The resident beneficiaries contributed $792,500 in counterpart funding and Village Captain Clive Patterson said the commissioning was a grand occasion for him and other villagers.

He said the facility has a great role to play in the human development of the population and children in particular should take full advantage of it and ensure its proper care.

Mr. Patterson said the Village Council has appointed a management committee, including himself, as part of the mechanism in place to effectively run the institution.

Also in that group is Santa Mission Primary School Headmaster, Mr. Gordon Cheong, Mr. Gouveia and a representative of the Parent/Teachers Association, with Patterson as Chief Executive Officer of the library.

Two persons from the village were trained as librarians to conduct the operations under the umbrella of the National Library, which would lend its continuous support.

Gouveia, who runs Arrowpoint Tourist Resort in the area, said the library was conceptualised when he adopted the school in 1996 but joint efforts utilising resources available there were unsuccessful.

Now it has come to fruition with SIMAP financing, there could be positive developments for the community.

“The children are going to be reading and their knowledge base is going to be widening,” Gouveia observed.

He said he considers education a vital component in the nation’s development thrust but it would necessitate the careful utilisation of the limited resources to harmonise human beings and their environment in a productive way.

“This is exactly what you see here today. After I conceptualised this idea of a library here, a few years ago, I thought, at the time, of the tremendous benefits which could derive from it,”Gouveia said.

He said the setting up of such a service directly links tourism and community development in Guyana and he hopes similar patterns would be followed at other tourist establishments.

Gouveia said reading and research are literacy factors which, when taken seriously, would perpetuate development, dispel ignorance and justify the calls for international peace and understanding.

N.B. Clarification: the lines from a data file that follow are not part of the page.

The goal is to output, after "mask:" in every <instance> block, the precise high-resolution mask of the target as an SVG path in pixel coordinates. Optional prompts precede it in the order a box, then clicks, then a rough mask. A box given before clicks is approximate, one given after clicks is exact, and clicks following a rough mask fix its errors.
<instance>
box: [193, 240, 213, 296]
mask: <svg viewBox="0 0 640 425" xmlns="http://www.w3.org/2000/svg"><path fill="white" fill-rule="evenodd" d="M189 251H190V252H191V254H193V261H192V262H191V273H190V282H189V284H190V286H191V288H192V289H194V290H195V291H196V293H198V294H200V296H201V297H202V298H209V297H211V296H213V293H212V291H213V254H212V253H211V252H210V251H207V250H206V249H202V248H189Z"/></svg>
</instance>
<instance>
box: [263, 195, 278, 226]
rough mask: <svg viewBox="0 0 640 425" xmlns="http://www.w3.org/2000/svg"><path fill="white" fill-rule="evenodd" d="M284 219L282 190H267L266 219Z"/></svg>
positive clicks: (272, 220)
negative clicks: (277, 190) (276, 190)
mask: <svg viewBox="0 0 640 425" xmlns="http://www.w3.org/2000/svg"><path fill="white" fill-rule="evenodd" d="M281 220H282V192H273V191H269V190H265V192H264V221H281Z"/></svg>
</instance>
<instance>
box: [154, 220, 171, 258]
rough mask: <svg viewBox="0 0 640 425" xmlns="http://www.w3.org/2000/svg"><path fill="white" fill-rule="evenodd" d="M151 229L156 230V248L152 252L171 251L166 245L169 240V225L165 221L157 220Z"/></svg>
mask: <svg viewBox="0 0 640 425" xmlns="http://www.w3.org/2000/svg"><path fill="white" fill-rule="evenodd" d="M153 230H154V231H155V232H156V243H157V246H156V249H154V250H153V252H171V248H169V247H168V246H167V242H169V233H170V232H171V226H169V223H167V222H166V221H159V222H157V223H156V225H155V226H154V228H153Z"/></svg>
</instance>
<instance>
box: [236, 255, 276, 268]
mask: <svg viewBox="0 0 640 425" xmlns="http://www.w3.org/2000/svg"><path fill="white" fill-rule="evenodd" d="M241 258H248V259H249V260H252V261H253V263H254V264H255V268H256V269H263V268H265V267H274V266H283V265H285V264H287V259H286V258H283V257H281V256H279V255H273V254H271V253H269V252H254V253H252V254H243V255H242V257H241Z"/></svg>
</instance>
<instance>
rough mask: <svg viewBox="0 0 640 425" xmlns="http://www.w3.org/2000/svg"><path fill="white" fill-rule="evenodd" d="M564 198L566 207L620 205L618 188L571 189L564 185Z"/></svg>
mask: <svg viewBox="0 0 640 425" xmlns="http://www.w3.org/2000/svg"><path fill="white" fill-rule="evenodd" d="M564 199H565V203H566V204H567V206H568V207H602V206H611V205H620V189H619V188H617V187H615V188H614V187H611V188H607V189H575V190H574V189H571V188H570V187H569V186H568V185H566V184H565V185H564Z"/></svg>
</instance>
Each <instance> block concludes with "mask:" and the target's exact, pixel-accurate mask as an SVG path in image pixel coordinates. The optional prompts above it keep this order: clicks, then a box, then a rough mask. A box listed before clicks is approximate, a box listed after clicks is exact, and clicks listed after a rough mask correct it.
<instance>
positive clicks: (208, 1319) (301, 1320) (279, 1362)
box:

He pointed out that the undertaking is a consolidated effort also by the Village Councilors, other villagers and many more individuals.

Minister of Education, Dr Henry Jeffrey, in the keynote address, emphasised the importance of libraries to children whose abilities must be recognised by their elders.

“Every child is an enterprise and has specific potentials and abilities, but it is up to us, as adults, to try our best to mould those potentials,” he posited, urging parents and teachers to accept the challenge.

“There is no such thing as a dull child. What we do have is our incapacity to find out what it is that child is doing,” Jeffrey declared.

He said, most children, if treated as individual plants and nurtured, would have their potentials better understood and the relevant resources would be used for their development.

Jeffrey said libraries have taken up added importance today because jobs that require manual labour are disappearing and in almost any employment people must understand how to collect information and package it in such a way that others would want to pay for it.

He said recent findings, in papers presented on early childhood education, revealed that children with more access to reading materials, such as books and magazines, do better in schools and get further in the process.

The Education Minister said, although Santa Mission is a relatively small community, it is vitally important that everyone there learns how to garner information to manipulate the environment.

He said the unfortunate situation in Guyana is that too many people have been leaving school unable to read, properly understand their environment and do simple mathematics.

That is why the Ministry of Education has embarked upon a literacy campaign, intended to see that every child leaving school is capable of dealing with the environment at the international level, the Minister stated.

He said teachers should also seek to upgrade themselves with the available data from libraries and not wait for the ministry to offer courses.

That would help them when they are confronted with questions coming from the classrooms.